Bills running back Thurman Thomas: "As a young player coming into the National Football League, Darryl was one of the first persons who greeted me when I got to Buffalo. He was the guy I looked up to. I heard about Darryl Talley when he was at West Virginia and I knew some things about him, but once I got there and I saw the type of person he was and the type of player he was … he was a guy who was going to lead, and I was going to be a guy who followed him."
 
And this from his Buffalo coach, Marv Levy: "He had great enthusiasm for the game and had superb leadership skills. He was an excellent athlete and a great player. He was a bit of a character and he made the game fun."
 
If you go to the WVU record books to discover what Talley accomplished, you will quickly zero in on the Penn State game in 1980 when he had those five TFLs, or that 15-tackle performance in 1982 against Boston College that earned him Sports Illustrated National Player of the Week honors.
 
But those who watched Darryl play at West Virginia and admired his football skills will forever remember his amazing performance at second-ranked Pitt on Oct. 2, 1982.
 
That's the game that Darryl Talley became a West Virginia football legend. He intercepted passes, blocked kicks, and did just about everything in his power to try and beat the Panthers.
 
"Darryl Talley was a one-man wrecking crew against that team," Coach Don Nehlen once marveled.
 
Pitt, if you recall, had won six straight times against West Virginia and the gap between the two schools was widening with each victory.

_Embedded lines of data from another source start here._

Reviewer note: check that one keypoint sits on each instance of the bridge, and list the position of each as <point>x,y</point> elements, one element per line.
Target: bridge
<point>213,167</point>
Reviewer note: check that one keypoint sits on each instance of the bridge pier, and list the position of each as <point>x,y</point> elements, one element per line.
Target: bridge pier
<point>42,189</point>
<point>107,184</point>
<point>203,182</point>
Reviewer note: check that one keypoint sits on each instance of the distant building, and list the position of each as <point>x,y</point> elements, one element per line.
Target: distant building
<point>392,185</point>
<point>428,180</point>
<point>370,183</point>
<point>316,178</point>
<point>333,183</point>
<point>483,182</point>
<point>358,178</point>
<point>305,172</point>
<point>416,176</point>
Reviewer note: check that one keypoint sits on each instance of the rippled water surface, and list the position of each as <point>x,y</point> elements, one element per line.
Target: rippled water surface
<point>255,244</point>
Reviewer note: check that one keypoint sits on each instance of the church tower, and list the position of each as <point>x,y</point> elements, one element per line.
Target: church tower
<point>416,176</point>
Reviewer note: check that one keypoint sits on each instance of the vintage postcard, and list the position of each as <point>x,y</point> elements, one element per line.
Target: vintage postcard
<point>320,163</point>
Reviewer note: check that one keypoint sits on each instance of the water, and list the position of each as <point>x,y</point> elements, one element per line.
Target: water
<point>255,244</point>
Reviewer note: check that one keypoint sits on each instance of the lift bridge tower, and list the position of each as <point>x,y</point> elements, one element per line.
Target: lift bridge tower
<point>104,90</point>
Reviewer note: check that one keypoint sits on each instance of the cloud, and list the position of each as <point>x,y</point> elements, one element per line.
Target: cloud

But Talley nearly erased that gap by himself with his incredible afternoon at old Pitt Stadium in front of 57,250.
 
West Virginia led the Panthers 13-0 early in the fourth quarter when Talley pounced on the punt he had blocked in the end zone for a touchdown before Pitt erupted with two late touchdowns and a safety to pull out a narrow 16-13 victory.
 
Panther sports historian San Sciullo Jr. once told me it was the only fourth-quarter comeback victory Dan Marino ever led while at Pitt. It makes sense because those Panther teams back then were rarely ever behind.
 
"That game is part of what drove me in the NFL because I had tried every way in the world to beat Dan Marino when he was at Pitt," Talley once recalled. "I had games where I had a bunch of tackles, blocked kicks, intercepted passes and did everything I thought I could do. I covered wide receivers, running backs and everybody, and I just couldn't do it. We just didn't have enough horses to beat them back then."
 
Retired West Virginia defensive line coach Bill Kirelawich put it another way.
 
"Pitt had about six or seven Darryl Talleys on the field that day and we had one," he said. "In my career in coaching it's the best game any one player ever played. From blocking punts to intercepting passes to making tackles … the defense we played that afternoon we put him on slot receivers because he was fast enough to cover wideouts.
 
"He did it all. It was absolutely a game when you ask a football player to lay it on the line, and that was the definition of laying it on the line, he did it with a little more moxie," Kirelawich added.
 
The two Pitt plays we most remember are Talley dropping back into coverage and making an interception and his blocked punt and recovery for WVU's only touchdown, but there was one other lesser-known play that really epitomizes what a great football player Talley was.
 
It happened early in the game when he fought off a block from the backside and chased down Pitt running back Bryan Thomas from behind to keep him from scoring a touchdown. 
 
Thomas had at least a 15-yard head start on Talley, too!
 
That play was a clear demonstration of Talley's burning desire to be great - a quality he took with him to the NFL.
 
Today, WVU is rewarding Darryl Talley's desire and determination by officially retiring his No. 90. He was one of my all-time favorite West Virginia football players - a bad dude we all respected, looked up to and admired.
 
This great honor is certainly well deserved!